Eval-Driven Development

Eval-Driven Development (EDD) is a critical development strategy for applications powered by Large Language Models (LLMs). This practice places continuous and rigorous evaluation at the heart of the development lifecycle.

Junjo accelerates EDD and complex workflow development by allowing one to iterate on their LLM prompts with many test inputs, and immediately see how the prompt changes impact the evaluation results.

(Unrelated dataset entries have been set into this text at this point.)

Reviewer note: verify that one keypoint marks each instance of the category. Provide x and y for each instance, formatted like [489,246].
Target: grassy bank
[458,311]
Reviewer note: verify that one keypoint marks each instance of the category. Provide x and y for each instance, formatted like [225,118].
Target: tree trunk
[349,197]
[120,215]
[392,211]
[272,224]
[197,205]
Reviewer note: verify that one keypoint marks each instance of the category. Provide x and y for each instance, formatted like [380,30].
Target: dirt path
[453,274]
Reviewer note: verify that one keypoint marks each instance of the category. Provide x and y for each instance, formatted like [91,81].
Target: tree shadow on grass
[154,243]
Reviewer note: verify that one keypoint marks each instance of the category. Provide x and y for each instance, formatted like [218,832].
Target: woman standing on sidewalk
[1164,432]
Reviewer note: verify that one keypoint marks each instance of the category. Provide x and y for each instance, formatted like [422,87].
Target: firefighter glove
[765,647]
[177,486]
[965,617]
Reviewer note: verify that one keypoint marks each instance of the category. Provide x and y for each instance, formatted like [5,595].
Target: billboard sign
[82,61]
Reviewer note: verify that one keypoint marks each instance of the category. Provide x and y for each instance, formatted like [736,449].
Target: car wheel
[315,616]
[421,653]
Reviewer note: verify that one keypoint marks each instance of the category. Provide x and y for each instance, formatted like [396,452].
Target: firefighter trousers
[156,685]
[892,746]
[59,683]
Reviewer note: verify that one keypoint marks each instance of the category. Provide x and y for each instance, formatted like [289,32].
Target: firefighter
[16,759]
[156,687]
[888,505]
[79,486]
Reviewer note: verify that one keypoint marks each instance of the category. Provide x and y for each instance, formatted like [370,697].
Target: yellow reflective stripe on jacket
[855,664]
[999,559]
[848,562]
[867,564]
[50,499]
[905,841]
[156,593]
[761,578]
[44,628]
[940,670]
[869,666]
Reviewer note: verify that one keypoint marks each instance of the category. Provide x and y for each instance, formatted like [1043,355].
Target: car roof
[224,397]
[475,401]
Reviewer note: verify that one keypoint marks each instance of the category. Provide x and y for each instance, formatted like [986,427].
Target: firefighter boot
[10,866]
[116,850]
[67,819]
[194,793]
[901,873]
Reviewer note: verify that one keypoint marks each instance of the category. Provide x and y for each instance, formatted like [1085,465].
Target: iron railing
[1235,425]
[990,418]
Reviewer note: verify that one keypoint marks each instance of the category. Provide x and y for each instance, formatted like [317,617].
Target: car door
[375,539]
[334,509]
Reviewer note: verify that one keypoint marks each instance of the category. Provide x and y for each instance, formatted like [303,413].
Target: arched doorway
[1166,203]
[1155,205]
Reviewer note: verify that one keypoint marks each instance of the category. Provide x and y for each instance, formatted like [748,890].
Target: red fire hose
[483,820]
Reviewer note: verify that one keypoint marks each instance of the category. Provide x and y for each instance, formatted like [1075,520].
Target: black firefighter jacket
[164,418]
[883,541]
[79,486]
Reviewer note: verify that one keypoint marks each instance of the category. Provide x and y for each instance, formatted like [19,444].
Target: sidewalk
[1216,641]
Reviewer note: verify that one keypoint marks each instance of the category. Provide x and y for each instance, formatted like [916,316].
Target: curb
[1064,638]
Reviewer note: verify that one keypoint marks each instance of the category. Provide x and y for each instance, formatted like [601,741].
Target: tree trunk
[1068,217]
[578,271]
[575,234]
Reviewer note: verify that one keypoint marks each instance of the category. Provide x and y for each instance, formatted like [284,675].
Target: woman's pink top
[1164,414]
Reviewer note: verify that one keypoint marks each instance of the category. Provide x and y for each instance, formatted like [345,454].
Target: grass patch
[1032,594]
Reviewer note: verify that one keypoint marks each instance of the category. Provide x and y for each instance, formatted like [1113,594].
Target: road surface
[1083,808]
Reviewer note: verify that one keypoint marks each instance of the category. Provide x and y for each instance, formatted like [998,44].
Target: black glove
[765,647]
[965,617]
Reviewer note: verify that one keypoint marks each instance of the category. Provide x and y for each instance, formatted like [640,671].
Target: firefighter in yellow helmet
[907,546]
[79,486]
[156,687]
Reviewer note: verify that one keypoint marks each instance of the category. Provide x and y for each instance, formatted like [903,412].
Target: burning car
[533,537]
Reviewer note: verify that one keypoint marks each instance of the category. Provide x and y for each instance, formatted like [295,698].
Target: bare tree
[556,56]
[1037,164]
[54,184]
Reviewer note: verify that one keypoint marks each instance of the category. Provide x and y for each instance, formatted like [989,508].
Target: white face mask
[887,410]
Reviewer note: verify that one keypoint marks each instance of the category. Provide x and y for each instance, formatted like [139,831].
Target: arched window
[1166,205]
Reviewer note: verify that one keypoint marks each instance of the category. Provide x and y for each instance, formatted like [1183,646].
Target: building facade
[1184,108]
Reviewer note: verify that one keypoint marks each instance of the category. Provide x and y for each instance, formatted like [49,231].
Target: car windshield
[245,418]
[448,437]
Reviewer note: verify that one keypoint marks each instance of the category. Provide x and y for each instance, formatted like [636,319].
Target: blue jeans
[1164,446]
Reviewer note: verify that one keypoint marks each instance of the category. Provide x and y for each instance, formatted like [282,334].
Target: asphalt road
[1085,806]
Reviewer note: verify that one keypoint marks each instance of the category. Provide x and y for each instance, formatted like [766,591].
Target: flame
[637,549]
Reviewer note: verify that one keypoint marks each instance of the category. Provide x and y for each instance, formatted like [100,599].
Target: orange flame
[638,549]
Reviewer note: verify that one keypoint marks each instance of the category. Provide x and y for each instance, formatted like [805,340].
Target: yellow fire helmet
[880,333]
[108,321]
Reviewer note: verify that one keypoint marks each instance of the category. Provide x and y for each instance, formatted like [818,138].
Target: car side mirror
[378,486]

Animated demo of eval-driven pytest execution and results

The above example demonstrates a simple pytest execution that gives pass / fail rates for a set of test inputs evaluating against a Junjo node.

Powered by pytest

  • Evaluate / Judge the output of your Junjo workflows and nodes with LLMs

  • Test individual nodes

  • Test entire workflows

  • Automate testing with CI / CD pipelines

  • Run on-demand as you iterate on your workflows

  • It just uses pytest!

  • Use tools like pytest-harvest to gather and track test results

  • No proprietary tools or testing platforms are required - everything happens directly in your codebase

Pytest executions can initialize an input state for the node, and analyze the results after the node executes its set_state updates.

Library Example

Check out src/base/sample_workflow/sample_subflow/nodes/create_joke_node/test to see an example eval system, setup to evaluate the joke created.

  • Github link to test example

  • It uses a combination of asserts and live LLM evaluations

  • This example uses Gemini to evaluate the results of the create_joke_node against several test inputs inside test_cases.py

  • The eval has a prompt inside test_prompt.py

  • test_node.py executes the pytest test

  • The live node.py LLM call is executed to generate the result and state update for evaluation

  • Test failures include reasons why the prompt failed to generate output that passed the evaluation. See the test_schema.py.

On mission critical workflows, this setup can be used to orchestrate hundreds or thousands of test inputs against a prompt to ensure it covers all use cases well.

Testing Model Changes

This is also a great way to evaluate whether changing LLM models increases or decreases eval pass / fail rates, or changes the speed at which evals are completed.